8.2 Severability. If any provision of this Application is determined by a court of competent jurisdiction to be unlawful or unenforceable, such provision shall be severed and the remainder of the Application shall continue in full force and effect.

8.3 Entire Application. This document, together with all attachments and exhibits, constitutes the entire application for authority and supersedes all prior drafts, negotiations, and communications.

8.4 Electronic Signatures. The SCC accepts this Application in original, scanned, or electronically filed form, provided that any electronic signature complies with the Uniform Electronic Transactions Act as adopted in Virginia.


9. EXECUTION BLOCK

IN WITNESS WHEREOF, the undersigned, being duly authorized, has executed this Application on the date set forth below.

Legal Name of Foreign Entity [LEGAL NAME OF FOREIGN ENTITY]
By (Signature) _________
Name (printed) [SIGNATORY NAME]
Title [TITLE – e.g., President, Manager]
Date [DATE]

[Seal, if required]

STATE/COMMONWEALTH OF [_]
CITY/COUNTY OF [
_]

On this _ day of _, 20__, before me, the undersigned Notary Public, personally appeared [SIGNATORY NAME], who acknowledged himself/herself to be the [TITLE] of [LEGAL NAME OF FOREIGN ENTITY], and that he/she, being authorized so to do, executed the foregoing instrument for the purposes therein contained.

Notary Public: _____
My commission expires: ___

[// GUIDANCE: Notarization is recommended for corporate governance formality, although the SCC does not always require it. Confirm current SCC filing requirements.]


10. ATTACHMENTS & EXHIBITS

Exhibit A – Certificate of Existence/Good Standing from Home Jurisdiction
Exhibit B – Resolution or Consent Authorizing Qualification in Virginia
Exhibit C – Name Consent/Designated Name Filing (if applicable)
Exhibit D – Cover Letter & SCC Filing Checklist


WITHDRAWAL PROCEDURES (Informational Schedule – Not Filed with SCC)

[// GUIDANCE: Provide this schedule to internal stakeholders or clients so they understand future withdrawal requirements.]

  1. Prerequisites for Withdrawal
    a. Payment of all accrued and unpaid registration fees and penalties.
    b. Filing of any delinquent annual reports.
    c. Resolution of all outstanding tax liabilities to the Virginia Department of Taxation.

  2. Filing the Application for Certificate of Withdrawal
    • Prepare and file Form SCC767 (corporations) or SCC1056 (LLCs), as may be updated by the SCC.
    • Attach a certified copy of a resolution or consent authorizing the withdrawal.
    • Pay the current SCC withdrawal filing fee.

  3. Service of Process Post-Withdrawal
    • The Foreign Entity appoints the Clerk of the SCC as agent for service of process for any proceeding based on causes of action arising during its period of authority in Virginia.

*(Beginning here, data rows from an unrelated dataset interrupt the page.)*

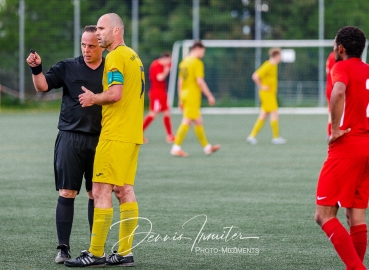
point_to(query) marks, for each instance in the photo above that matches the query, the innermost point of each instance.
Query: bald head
(110, 31)
(114, 21)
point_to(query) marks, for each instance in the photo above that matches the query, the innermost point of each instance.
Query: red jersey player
(328, 88)
(158, 72)
(344, 177)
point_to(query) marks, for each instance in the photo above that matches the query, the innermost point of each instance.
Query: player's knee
(67, 193)
(125, 193)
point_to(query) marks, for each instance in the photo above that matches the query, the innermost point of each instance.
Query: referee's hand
(87, 98)
(33, 60)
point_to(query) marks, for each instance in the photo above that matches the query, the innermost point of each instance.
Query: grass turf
(265, 191)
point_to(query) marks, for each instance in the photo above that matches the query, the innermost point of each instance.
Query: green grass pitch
(187, 205)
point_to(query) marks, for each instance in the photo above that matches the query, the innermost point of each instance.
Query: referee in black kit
(79, 129)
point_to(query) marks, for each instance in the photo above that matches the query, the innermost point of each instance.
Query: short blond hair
(273, 52)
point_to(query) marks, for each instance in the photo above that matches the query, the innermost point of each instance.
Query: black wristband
(36, 70)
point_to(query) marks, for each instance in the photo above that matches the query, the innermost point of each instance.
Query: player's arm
(112, 95)
(206, 91)
(256, 78)
(337, 105)
(38, 78)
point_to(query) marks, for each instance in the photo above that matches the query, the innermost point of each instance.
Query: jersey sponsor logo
(134, 56)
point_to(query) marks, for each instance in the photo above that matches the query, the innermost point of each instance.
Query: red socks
(359, 238)
(342, 243)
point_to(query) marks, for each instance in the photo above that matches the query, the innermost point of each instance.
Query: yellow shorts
(191, 109)
(268, 101)
(116, 162)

  4. Effective Date of Withdrawal
    • Withdrawal is effective upon issuance of the Certificate of Withdrawal by the SCC or on a delayed effective date specified in the filing, not to exceed 15 days after submission.


[// GUIDANCE: Always verify the latest SCC forms, fees, and statutory references immediately before filing, as administrative requirements are subject to change.]